You can turn off filtering or boosting using their respective disable option.
Preview Automatic Filtering and Boosting
You can preview Automatic Filtering and Boosting for any index from the Automatic filtering & boosting Preview tab of the Query categorization section in the dashboard.
As long as you have category predictions for the selected index, this screen lets you preview results for any query with predicted categories and show how Automatic Filtering and Boosting affects the results (without activating Automatic Filtering and Boosting on your production traffic).

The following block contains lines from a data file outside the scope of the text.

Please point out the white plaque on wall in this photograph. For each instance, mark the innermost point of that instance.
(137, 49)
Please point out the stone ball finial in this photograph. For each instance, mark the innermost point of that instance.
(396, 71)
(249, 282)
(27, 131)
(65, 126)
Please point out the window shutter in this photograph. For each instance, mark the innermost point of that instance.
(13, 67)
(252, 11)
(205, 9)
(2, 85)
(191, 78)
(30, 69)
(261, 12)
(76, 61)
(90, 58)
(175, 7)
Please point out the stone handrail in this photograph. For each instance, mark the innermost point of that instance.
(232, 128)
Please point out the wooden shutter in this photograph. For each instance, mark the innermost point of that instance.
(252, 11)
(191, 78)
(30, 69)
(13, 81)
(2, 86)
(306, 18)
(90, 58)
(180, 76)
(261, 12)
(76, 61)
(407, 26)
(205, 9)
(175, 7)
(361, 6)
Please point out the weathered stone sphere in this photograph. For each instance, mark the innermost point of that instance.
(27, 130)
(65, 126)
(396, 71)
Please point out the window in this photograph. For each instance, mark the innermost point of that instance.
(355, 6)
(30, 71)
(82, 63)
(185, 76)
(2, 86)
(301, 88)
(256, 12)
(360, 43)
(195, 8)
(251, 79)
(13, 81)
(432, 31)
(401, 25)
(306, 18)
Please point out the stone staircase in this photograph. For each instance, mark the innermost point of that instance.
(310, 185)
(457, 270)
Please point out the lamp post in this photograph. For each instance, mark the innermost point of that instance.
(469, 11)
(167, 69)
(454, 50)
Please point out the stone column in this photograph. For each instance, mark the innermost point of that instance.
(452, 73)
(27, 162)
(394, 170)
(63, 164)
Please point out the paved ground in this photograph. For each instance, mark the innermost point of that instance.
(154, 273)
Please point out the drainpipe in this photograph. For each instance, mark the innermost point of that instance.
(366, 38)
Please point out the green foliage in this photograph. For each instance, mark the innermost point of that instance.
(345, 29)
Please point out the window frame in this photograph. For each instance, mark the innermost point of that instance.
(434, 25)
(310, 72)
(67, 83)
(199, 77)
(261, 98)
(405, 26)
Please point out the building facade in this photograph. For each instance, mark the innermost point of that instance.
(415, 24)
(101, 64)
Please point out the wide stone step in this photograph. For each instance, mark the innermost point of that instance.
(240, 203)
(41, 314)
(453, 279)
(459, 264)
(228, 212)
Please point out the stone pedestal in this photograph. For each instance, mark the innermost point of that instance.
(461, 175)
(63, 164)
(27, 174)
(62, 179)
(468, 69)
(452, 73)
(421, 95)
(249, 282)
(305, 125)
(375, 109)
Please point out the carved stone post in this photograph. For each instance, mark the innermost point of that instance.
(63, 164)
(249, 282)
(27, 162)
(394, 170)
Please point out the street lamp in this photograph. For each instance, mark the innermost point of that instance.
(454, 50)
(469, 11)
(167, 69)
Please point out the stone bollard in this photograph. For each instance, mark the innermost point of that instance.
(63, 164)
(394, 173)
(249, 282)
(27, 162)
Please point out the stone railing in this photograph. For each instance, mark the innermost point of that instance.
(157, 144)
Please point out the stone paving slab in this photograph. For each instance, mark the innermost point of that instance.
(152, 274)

The Automatic Filtering and Boosting Preview also shows how Promotion Rules and Dynamic Re-Ranking impact the results. You can turn off the Rules and Dynamic Re-Ranking in the preview using the Rules and Dynamic Re-Ranking toggles.
A/B test Automatic Filtering and Boosting
You can use A/B testing to test Automatic Filtering and Boosting on an index and accurately measure the effect on your search.
To do this, click the Launch an A/B test button from the Automatic filtering & boosting Settings tab of the Query categorization section in the dashboard.
Analytics grouped by categories
Once the Query Categorization model is set up, all search queries and can be found under their predicted categories in the Grouped Searches tab of Algolia’s dashboard (under Observe > Analytics). This view doesn’t include browsing queries (the empty query filtered on the category).
You can compare categories or click them to inspect their queries. Inside a category, the queries with a significantly lower click-through or conversion rate are automatically flagged as “underperforming”.
For instance, the two queries blue jeans
and denim
are flagged as belonging to the same category (pants
). Grouped analytics displays the performance of the category pants
(aggregating data for both blue jeans
, denim
, and other queries belonging to the pants
category). You can then compare the performance of the two. For example, the pants
category’s click-through rate is 10%, but the click-through rate for blue jeans
is only 4% (and identified as underperforming). You can improve the performance of the query by, for example, adding a synonym or a Rule.
With grouped analytics, you can aggregate your search analytics to gain new insights and optimize your Search and Discovery experience. It simplifies search analysis and helps manage the long tail of search queries.